Story Created:
Sep 19, 2008 at 3:46 PM CDT
Story Updated:
Feb 19, 2009 at 5:34 PM CDT
The action continues to pick up at our new television station on the Kilpatrick Turnpike. For all the work that's been put in, there's one area that may need an improvement more than anything else. But it may not get any attention for a few years. The walls and frames are sealed, and a maze lines the roof. Crews will continue to work on the inside, while the construction company is almost completely done with the outside structure for now.
Foreman Lance Pellegrini said. "We'll have to wait until the bricks totally done, and then there will be some stuff done up to before we can cap it off."
For every bolt, cut, and seal there's just as many thuds on Morgan Road.
"They're just in really bad shape," Pellegrini added.
It's the new station's primary access, and from Wilshire to Hefner, Morgan Road is a crater filled mess.
"You have to drive really slow with heavy equipment, there's a lot of dump trucks that drive up and down it going pretty fast," Pellegrini explained.
It was resurfaced a few years back north of Hefner, but untouched to the south.
Dennis Clowers, the Public Works Director for the City of Oklahoma City said, "We haven't done a very good job, just because he haven't had the funds to do it.

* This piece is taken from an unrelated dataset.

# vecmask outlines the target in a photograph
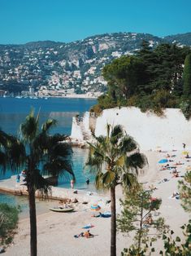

We've been playing catch up for a long time."
The last bond issue passed in December includes about $300 million dollars for roads, though nothing west of the Turnpike will be resurfaced under that program. Clowers says it will become a priority in the future.
"We do have some unlisted monies in there that can go for any unspecific project, and that gives us a little bit of flexibility if priorities change," Clowers described.
Exactly how far into the future is unknown for an area which is booming with residential and commercial projects.
"There's so many more people using these roads here in the last 10 years, it's more than doubled, probably tripled or quadrupled," Pelligrini noted.
"It would probably be in the latter part of the delivery of that program which would be in 8-10 years from now," Clowers concluded.
The last bond issue was passed in Oklahoma City less than a year ago, and the next one could come as early as 2012. Some big cranes were able to venture down Morgan Road this week, and put some large air conditioners on our new station.